Estate planning and charitable giving, by its nature, involves money, family, and many times, differing interpretations of intent.  Our goal is to assist our clients in assuring that the true intent is upheld.

Examples of our experience:

  • Obtained summary judgment for a national bank, serving as trustee, against claims of mismanagement asserted by a member of the trust’s advisory committee, and against claims that the advisory committee members were entitled to millions of dollars in trust management fees.
  • Obtained a jury verdict in favor of a national bank, serving as trustee, recovering hundreds of thousands of dollars in damages from a life insurance company that breached the terms of a trust-owned life insurance policy.
  • Defeated numerous actions, both on summary judgment and at trial, seeking to remove executors and trustees from their fiduciary positions.   Likewise, we have extensive experience forcing the quick and efficient removal of executors and trustees who have abused their position of trust.
  • Obtained a judgment against a defendant individual fiduciary who, using the power of attorney, intentionally closed accounts specifically bequeathed to our client under the will.  This technically caused the entire estate to pass to the defendant under the will as the residuary beneficiary.  Following a bench trial, the trial court awarded a money judgment to our client.

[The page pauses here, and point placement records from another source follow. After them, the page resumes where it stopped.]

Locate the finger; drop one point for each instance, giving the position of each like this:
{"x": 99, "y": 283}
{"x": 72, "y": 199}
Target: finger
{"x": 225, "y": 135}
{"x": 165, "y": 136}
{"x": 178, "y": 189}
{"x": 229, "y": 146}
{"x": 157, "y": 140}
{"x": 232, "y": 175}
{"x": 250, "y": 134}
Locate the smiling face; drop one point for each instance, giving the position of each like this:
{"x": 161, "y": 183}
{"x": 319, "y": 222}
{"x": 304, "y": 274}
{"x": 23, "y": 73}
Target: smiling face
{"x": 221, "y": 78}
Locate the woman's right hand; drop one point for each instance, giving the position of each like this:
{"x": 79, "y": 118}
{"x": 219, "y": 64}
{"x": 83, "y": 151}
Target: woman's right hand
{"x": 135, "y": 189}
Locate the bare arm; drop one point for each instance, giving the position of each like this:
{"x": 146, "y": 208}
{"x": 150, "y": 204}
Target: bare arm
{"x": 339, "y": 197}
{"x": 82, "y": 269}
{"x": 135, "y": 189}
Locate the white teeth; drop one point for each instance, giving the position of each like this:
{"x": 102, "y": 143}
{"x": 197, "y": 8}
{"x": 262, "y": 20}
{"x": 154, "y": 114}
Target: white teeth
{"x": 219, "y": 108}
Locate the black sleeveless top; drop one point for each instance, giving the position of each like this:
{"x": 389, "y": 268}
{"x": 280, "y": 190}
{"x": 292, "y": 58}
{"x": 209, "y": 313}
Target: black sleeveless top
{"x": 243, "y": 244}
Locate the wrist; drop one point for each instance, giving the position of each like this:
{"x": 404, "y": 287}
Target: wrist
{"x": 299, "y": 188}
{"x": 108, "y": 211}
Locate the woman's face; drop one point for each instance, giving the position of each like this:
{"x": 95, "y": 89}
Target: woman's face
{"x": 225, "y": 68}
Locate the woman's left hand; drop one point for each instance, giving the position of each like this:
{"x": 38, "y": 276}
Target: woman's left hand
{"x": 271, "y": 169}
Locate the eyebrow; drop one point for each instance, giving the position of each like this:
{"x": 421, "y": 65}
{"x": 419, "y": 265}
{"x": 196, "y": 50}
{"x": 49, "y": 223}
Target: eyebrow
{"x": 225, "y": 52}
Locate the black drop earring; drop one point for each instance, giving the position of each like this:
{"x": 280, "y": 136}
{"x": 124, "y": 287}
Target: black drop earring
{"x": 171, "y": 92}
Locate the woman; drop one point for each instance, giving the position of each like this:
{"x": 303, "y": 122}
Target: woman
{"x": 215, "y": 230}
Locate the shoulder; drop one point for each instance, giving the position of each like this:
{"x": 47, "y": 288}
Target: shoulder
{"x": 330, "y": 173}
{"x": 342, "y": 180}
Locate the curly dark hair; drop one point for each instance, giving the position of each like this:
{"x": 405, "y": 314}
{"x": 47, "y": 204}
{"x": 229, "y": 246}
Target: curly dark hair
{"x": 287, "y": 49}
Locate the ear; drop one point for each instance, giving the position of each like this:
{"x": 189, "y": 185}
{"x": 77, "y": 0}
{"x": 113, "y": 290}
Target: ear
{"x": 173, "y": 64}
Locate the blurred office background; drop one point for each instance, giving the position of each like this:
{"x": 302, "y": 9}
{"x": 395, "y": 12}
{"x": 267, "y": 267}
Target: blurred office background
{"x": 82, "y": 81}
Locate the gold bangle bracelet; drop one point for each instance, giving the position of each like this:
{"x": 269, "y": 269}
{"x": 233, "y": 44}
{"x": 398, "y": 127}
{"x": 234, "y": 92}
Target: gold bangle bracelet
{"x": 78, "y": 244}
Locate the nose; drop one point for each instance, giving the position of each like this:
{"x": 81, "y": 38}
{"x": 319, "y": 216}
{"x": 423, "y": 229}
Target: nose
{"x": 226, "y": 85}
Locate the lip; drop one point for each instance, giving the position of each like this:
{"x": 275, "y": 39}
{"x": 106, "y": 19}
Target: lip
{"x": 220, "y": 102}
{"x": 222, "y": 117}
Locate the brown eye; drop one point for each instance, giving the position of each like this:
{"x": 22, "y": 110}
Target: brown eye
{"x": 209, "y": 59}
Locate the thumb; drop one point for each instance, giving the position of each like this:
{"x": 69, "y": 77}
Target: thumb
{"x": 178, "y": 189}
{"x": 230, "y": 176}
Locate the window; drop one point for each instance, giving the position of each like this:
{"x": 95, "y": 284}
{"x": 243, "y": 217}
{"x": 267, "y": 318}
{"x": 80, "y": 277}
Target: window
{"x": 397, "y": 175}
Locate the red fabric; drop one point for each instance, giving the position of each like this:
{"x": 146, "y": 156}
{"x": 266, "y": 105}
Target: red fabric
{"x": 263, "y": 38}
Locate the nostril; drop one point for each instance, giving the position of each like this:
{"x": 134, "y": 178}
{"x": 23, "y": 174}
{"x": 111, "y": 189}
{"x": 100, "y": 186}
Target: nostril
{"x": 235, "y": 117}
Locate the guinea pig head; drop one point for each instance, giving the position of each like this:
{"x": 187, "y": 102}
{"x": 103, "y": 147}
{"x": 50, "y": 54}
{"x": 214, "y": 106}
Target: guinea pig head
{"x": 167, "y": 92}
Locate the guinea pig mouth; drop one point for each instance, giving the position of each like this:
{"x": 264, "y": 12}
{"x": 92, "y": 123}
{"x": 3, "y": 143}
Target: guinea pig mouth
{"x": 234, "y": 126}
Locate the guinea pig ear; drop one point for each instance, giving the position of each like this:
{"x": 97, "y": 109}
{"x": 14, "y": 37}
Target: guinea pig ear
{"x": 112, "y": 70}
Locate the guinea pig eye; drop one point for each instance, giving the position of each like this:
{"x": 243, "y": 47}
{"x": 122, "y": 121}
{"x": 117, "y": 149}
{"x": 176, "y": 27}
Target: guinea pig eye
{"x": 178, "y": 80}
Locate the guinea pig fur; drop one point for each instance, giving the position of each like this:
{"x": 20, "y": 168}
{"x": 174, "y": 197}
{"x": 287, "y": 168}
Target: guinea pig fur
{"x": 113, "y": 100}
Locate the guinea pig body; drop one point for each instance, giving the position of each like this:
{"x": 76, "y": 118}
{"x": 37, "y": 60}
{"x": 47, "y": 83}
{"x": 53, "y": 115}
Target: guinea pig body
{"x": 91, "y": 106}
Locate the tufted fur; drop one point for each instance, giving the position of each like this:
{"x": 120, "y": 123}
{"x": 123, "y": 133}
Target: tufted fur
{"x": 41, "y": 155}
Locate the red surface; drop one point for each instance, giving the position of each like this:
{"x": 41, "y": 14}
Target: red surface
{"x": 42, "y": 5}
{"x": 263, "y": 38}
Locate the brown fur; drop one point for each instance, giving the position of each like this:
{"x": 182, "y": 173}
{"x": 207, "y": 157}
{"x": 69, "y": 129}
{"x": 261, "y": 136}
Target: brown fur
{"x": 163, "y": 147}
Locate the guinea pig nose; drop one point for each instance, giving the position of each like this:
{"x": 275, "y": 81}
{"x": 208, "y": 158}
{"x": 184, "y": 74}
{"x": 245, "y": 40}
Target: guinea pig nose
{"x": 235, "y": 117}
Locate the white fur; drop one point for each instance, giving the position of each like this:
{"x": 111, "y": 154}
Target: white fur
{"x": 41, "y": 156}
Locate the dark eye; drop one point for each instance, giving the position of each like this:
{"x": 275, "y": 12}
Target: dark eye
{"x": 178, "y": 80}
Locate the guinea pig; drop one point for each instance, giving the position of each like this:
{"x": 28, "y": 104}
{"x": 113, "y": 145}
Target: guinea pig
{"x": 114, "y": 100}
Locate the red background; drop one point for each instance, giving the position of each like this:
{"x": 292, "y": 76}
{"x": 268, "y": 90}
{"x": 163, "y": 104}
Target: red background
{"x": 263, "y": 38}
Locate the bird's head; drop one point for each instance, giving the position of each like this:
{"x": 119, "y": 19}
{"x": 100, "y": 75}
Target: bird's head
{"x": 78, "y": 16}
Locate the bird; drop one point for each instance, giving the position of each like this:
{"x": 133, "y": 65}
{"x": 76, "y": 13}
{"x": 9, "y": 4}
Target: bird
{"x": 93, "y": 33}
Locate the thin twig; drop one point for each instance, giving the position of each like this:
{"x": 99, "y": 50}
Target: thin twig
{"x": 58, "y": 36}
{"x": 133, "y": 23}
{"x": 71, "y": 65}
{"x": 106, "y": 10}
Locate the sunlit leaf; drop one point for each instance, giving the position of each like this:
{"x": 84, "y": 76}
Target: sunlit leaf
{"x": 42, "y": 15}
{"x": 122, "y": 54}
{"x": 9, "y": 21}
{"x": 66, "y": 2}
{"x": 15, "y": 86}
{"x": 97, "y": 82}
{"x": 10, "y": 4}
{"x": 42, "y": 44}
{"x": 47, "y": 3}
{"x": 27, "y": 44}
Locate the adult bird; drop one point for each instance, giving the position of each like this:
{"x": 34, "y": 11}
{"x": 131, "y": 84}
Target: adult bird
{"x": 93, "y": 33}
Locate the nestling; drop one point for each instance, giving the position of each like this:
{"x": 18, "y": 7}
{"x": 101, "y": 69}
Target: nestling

  • Negotiated a million dollar settlement on behalf of an exploited trust beneficiary.  Decedent left his entire estate in a trust to support our client for her lifetime, while naming his accountant as trustee.  The accountant then compensated himself fees so excessive they dwarfed the distributions to the plaintiff, the trust’s sole current beneficiary.
  • Negotiated a settlement in favor of a bereft mother, whose son’s co-worker took him to an alcohol rehabilitation facility.  On the way to rehab, the co-worker took our client’s son to sign some paperwork.  After arriving at the rehab, her son’s blood alcohol tested nearly three times the legal limit.  It was later discovered that the paperwork named the co-worker as the beneficiary on all of the man’s retirement and life insurance through work.  The man’s only heir was his mother.  After the son died, we negotiated a favorable settlement in favor of our client.
  • Obtained a summary judgment against an opportunistic child.  A man passed away, leaving a substantial estate, survived by his wife and only child.  The entire estate was co-owned with right of survivorship.  Thus, the entire estate passed to his wife outside of probate and outside of his will.  So that the son could have something from his father’s estate, the wife disclaimed nearly a million dollars.  Over twenty years after the estate had been closed and settled, however, son sued the wife alleging she mishandled the estate.  We had the son’s case thrown out through summary judgment.